A kid drops a ball, it falls. They don't need to understand the physics to
experience cause and effect. I'm trying to boil down cause and effect, not
teaching students the vast physics of musical instruments (I do some of
that, too, but not in one group lesson!).
>I think I read it suggested here that often the best teaching is letting the
>student emulate making the good sound of the teacher (after tending to the
>most basic things, lower lip on teeth, no puffing, keep the face from moving,
>etc.) . And to analyze more if and only if stubborn problems emerge.
I believe in a more balanced approach of emulation and understanding, but
this is a personal decision every teacher has to make.
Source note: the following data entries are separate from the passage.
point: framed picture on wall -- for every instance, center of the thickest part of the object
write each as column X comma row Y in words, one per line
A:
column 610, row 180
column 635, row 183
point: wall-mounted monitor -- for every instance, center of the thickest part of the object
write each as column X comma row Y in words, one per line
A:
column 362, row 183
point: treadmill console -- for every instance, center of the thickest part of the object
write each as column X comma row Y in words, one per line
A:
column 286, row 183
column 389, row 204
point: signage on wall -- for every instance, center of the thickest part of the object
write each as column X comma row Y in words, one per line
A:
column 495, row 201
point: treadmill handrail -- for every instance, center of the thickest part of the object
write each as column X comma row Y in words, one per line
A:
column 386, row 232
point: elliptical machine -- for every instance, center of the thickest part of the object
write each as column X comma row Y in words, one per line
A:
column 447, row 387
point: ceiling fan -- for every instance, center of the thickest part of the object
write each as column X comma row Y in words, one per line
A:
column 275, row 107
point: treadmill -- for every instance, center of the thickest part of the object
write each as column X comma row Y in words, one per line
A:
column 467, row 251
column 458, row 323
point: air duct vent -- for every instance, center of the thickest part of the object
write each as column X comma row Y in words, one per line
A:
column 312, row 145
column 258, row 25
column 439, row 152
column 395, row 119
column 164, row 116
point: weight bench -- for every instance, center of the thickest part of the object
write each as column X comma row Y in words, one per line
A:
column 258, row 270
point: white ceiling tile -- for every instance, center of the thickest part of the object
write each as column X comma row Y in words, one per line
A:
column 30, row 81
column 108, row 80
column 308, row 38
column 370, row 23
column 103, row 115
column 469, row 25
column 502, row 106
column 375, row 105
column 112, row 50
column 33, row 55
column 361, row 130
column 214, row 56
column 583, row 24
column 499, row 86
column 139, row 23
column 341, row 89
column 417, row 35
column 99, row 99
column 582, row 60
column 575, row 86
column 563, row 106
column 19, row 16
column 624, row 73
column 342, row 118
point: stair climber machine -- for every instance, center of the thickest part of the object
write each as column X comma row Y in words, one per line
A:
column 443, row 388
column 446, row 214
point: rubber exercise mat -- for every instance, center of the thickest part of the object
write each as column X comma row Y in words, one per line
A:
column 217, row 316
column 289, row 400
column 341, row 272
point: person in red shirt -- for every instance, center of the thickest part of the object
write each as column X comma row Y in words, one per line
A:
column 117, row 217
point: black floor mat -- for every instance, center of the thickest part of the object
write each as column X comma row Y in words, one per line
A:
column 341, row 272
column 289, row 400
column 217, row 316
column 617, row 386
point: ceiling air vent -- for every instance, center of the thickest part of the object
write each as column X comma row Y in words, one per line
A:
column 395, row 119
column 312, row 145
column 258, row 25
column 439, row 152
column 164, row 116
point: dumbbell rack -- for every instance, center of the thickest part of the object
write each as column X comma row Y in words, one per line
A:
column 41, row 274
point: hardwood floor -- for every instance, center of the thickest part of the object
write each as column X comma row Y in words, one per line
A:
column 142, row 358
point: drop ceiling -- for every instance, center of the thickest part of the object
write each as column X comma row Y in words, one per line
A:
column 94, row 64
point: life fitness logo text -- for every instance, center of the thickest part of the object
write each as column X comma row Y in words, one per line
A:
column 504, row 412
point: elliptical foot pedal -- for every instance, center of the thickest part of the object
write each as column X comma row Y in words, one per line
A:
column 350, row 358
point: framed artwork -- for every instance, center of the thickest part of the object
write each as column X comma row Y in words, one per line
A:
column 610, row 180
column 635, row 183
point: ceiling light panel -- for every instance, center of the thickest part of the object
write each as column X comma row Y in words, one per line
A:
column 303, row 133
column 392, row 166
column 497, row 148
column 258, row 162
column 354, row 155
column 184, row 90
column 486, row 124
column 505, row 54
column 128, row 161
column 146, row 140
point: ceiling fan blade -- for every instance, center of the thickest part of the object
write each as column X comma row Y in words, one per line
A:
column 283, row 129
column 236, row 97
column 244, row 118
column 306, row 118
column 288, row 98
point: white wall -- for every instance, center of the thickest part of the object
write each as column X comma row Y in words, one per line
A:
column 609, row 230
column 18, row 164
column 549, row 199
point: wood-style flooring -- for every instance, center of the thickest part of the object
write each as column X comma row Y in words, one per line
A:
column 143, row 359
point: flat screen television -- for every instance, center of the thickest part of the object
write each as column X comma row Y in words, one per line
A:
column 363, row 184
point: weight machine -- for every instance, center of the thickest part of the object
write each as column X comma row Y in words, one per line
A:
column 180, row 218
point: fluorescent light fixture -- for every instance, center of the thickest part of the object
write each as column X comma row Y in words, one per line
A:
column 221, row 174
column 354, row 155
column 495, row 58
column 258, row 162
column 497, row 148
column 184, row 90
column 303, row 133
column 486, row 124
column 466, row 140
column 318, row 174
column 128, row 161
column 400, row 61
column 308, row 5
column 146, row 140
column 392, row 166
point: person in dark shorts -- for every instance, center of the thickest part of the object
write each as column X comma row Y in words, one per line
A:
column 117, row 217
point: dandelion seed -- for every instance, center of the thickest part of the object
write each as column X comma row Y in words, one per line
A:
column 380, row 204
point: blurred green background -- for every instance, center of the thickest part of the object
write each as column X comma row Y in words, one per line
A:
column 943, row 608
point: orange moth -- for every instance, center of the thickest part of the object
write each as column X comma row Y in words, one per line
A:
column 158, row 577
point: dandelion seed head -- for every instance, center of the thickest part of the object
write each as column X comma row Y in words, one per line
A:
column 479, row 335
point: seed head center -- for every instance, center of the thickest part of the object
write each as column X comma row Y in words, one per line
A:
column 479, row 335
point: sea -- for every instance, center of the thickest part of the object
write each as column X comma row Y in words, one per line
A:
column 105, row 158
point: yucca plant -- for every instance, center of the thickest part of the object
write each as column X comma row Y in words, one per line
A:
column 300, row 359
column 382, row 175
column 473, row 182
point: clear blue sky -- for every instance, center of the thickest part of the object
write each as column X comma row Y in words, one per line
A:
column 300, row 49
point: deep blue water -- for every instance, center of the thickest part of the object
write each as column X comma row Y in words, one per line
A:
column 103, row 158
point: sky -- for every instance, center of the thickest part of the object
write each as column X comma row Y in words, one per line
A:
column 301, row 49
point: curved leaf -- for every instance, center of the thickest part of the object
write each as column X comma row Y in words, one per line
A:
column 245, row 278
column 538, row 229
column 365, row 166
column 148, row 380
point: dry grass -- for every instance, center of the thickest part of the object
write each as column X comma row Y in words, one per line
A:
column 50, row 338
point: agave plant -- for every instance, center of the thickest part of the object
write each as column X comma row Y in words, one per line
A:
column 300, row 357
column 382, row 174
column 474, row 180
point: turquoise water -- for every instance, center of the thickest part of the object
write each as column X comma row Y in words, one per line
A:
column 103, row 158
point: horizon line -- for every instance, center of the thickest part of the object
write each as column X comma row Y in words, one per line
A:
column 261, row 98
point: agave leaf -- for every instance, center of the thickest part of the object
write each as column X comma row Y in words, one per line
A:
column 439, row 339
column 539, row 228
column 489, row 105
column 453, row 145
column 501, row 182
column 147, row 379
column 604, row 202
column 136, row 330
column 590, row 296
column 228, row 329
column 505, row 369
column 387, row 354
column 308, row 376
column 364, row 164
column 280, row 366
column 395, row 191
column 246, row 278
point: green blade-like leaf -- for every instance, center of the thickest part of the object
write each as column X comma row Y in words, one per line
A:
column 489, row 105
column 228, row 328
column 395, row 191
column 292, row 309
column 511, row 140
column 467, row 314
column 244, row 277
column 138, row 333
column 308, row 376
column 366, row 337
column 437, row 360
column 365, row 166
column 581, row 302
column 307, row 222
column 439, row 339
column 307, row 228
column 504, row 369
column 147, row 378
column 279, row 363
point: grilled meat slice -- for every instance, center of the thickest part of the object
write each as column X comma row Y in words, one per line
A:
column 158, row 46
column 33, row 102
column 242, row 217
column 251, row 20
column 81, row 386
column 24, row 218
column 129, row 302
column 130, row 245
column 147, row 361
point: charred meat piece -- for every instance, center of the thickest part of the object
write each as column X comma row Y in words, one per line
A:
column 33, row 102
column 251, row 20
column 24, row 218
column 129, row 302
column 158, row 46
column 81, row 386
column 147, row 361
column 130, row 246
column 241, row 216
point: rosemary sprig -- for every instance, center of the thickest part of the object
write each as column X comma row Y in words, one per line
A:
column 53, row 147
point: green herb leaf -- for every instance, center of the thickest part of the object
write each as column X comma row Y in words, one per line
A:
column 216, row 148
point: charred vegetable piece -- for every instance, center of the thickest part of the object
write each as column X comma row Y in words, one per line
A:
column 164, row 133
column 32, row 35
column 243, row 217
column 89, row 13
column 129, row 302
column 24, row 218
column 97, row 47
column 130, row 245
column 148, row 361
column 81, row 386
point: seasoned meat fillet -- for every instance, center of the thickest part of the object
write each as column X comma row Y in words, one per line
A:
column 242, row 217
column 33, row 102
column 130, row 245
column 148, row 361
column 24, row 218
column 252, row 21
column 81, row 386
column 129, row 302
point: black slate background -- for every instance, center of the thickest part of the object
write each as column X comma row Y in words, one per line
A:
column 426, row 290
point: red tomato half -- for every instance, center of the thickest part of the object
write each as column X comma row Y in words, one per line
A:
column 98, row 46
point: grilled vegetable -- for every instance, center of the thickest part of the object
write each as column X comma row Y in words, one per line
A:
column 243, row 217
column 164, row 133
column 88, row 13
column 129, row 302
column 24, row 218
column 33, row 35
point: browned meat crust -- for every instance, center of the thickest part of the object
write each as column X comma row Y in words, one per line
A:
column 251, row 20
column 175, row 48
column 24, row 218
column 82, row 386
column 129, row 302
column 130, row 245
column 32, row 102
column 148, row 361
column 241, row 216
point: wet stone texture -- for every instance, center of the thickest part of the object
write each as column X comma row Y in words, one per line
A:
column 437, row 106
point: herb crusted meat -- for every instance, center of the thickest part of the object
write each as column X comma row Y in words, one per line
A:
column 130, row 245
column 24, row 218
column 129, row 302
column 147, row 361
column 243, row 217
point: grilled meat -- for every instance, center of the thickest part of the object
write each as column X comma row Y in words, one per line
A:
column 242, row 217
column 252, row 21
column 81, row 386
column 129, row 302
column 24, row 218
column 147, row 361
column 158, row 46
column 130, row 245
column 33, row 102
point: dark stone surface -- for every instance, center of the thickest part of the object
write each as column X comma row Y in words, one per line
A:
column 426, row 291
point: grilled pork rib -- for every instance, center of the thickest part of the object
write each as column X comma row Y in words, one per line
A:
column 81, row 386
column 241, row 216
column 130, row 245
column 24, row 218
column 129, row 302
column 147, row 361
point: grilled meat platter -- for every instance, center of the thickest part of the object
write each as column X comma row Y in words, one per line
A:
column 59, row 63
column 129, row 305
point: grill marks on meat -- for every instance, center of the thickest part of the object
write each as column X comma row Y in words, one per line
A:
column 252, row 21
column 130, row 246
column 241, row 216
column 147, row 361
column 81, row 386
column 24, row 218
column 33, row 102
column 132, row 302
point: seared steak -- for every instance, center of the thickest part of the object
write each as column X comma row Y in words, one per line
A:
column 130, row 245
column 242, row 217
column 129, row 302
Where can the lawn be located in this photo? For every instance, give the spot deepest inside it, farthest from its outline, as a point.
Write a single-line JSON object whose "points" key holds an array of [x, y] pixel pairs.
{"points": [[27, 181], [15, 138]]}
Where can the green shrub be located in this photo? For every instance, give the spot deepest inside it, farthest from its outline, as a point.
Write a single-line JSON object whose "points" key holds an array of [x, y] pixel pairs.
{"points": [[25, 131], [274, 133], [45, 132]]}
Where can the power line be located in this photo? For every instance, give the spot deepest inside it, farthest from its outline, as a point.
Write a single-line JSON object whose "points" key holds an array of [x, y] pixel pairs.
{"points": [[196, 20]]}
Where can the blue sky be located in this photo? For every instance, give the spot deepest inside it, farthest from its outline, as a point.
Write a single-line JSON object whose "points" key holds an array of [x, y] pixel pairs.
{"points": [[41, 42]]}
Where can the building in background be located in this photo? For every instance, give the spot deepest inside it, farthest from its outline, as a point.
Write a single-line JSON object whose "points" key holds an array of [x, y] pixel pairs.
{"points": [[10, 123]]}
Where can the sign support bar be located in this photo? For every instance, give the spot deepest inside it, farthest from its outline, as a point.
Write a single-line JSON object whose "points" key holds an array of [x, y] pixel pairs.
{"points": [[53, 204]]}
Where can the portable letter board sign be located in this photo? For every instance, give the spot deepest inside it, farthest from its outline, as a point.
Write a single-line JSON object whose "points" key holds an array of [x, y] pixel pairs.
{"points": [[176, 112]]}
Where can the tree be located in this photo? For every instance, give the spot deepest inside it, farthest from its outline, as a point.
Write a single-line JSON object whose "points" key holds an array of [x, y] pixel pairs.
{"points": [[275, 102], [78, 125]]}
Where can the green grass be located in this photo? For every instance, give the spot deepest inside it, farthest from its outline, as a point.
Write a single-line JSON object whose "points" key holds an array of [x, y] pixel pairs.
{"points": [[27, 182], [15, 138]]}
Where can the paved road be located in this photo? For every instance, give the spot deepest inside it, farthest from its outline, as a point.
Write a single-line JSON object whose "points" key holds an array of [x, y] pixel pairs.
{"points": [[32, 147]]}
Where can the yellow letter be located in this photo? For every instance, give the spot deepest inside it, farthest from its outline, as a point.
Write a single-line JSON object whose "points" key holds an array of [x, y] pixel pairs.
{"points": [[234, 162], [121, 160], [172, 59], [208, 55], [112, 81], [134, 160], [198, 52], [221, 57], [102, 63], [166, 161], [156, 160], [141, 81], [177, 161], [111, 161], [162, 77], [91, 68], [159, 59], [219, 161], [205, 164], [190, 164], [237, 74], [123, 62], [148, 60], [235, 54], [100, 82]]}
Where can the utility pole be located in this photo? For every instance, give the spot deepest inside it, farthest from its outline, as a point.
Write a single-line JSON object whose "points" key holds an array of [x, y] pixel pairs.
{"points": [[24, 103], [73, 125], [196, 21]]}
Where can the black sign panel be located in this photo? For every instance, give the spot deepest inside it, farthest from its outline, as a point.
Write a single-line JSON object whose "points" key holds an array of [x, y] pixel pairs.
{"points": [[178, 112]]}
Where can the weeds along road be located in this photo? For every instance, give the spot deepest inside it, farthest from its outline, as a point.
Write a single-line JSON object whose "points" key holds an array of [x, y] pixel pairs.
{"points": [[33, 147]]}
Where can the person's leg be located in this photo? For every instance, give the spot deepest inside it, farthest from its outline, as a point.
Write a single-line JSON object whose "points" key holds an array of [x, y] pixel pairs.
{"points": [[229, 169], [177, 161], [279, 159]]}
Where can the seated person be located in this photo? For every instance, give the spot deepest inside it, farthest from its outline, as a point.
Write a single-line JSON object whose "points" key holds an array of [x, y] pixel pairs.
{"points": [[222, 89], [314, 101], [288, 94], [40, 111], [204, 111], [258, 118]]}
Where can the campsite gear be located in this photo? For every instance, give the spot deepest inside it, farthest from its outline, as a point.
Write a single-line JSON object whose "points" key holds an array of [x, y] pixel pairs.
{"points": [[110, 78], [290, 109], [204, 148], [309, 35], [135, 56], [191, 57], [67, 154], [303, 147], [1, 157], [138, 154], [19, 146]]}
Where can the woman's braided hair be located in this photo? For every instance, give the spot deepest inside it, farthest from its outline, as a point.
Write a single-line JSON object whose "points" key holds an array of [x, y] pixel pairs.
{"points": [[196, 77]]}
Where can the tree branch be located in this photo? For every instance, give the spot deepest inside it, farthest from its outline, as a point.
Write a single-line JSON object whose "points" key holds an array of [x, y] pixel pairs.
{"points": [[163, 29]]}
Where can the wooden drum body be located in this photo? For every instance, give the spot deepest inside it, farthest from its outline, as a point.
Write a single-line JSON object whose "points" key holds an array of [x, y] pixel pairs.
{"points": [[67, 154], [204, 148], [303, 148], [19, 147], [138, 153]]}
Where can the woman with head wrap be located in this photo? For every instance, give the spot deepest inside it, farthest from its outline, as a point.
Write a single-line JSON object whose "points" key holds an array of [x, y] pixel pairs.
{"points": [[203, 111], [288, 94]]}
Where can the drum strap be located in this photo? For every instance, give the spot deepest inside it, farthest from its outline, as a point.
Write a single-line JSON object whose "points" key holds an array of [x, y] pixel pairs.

Now consider the band director in Outer Mongolia Middle School who took 10
weeks of clarinet and was tested on his ability to play a full chromatic
scale on a badly maintained Bundy with a random mouthpiece and a 2 Rico
reed. Emulation (or as the education people like to put it: modeling) just
isn't an option.
Yes, of course, the real solution is to fix the clarinet method classes
(all the more reason to be able to explain cause and effect, I should
add!). But this teacher is now out in the real world and I get one hour to
explain cause and effect in relationship to diagnosing common clarinet tone
production problems. Or I could play for them and say "This is how a
clarinet is supposed to sound" insulting them in the process. This is why
I'm so interested in the topic.
I know this is why we have private teachers, but there are plenty of places
where private teachers are just not available and where private teachers
are just not affordable. Do we doom all the students just because the band
director can't "model" the clarinet?